6.05.2004

Gen-Weizen verschwunden

Göttlicher Beistand in Sachsen-Anhalt?

Aus gewöhnlich gut unterrichteten Kreisen hatte es geheißen, Sachsen-Anhalt sei für den Versuchs-Anbau des Gen-Weizens von Syngenta ausgesucht worden, weil dort mit allenfalls geringem Widerstand zu rechnen sei. Ende März hatten Greenpeace-AktivistInnen bereits ein von zwei Versuchsfeldern unbrauchbar machen können, indem sie per Lenkdrachen Bioweizen aussäten. Eines der Felder blieb jedoch laut Syngenta brauchbar und so wurde Anfang April unter massivem Polizeischutz der per Genmanipulation auf Insekten giftig wirkende Weizen ausgesät. Greenpeace geriet wegen der Aktion unter Beschuß und nicht zum ersten mal wurde damit gedroht, die Gemeinnützigkeit abzuerkennen.

In der Nacht von Montag auf Dienstag verschwand nun urplötzlich sämtlicher Gen-Weizen vom übrig gebliebenen Versuchsfeld. Jesus scheint zumindest nicht verdächtig zu sein, da dieser bekanntlich beliebte, am Sabbat Weizen auszurupfen. Ob nun göttliche Schöpfung oder Folge der Evolution, vorläufig zumindest bleibt die Natur vor dem Eingriff von Syngenta und dem Wohlwollen der Landesregierung Sachsen-Anhalts bewahrt.
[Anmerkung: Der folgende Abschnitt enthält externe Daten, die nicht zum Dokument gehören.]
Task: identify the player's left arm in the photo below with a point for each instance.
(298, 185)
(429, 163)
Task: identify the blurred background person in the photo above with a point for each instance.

Vielleicht bleibt das 450 Quadratmeter große Areal inmitten eines Rapsfelds, das sich im Besitz der sachsen- anhaltischen Landesanstalt für Landwirtschaft befindet, sogar auf Dauer verschont. Ein Sprecher von Syngenta kündigte inzwischen den Rückzug seiner Firma an. Ein Konzern schmollt: Es werde erörtert, ob ein weiteres Engagement in Deutschland insgesamt noch Sinn mache.

Ungeachtet, ob sie sich etwa Gotteslästerung zu Schulden kommen läßt, sprach gestern Landwirtschaftsministerin Petra Wernicke (CDU) von einem "feigen Akt". Sie meinte weiter: "Wer gegen Gentechnologie ist, sollte offen diskutieren und genveränderte Produkte nicht kaufen oder anwenden." Ob dies allerdings einen Anbau genmanipulierter Pflanzen verhindern kann, der von mehr als 70 Prozent der Bevölkerung abgelehnt wird, verriet sie dabei nicht. Und so, als sei nichts geschehen, wurde im Magdeburger Wirtschaftsministerium gestern der bundesweite Start des Erprobungsanbaus von Gen-Mais bekannt gegeben - auf 29 Standorten mit insgesamt 300 Hektar. Die Initiative geht auf Sachsen-Anhalt zurück, wobei sich die Mehrzahl der Versuchsfelder allerdings in Bayern befindet. Wissenschaftlich begleitet wird das Projekt von der Hallenser Universität.

Wirtschaftsminister Horst Rehberger (FDP) wandte sich dagegen, eine Technologie zu verteufeln, ehe sie ausreichend erprobt sei: "Der jüngste Vorfall hat die Regierung bestätigt, Versuchsflächen auch künftig geheim zu halten", erklärte Ministeriumssprecher Rainer Lampe. Aber da hat die Regierung vielleicht die Rechnung ohne den lieben Gott gemacht.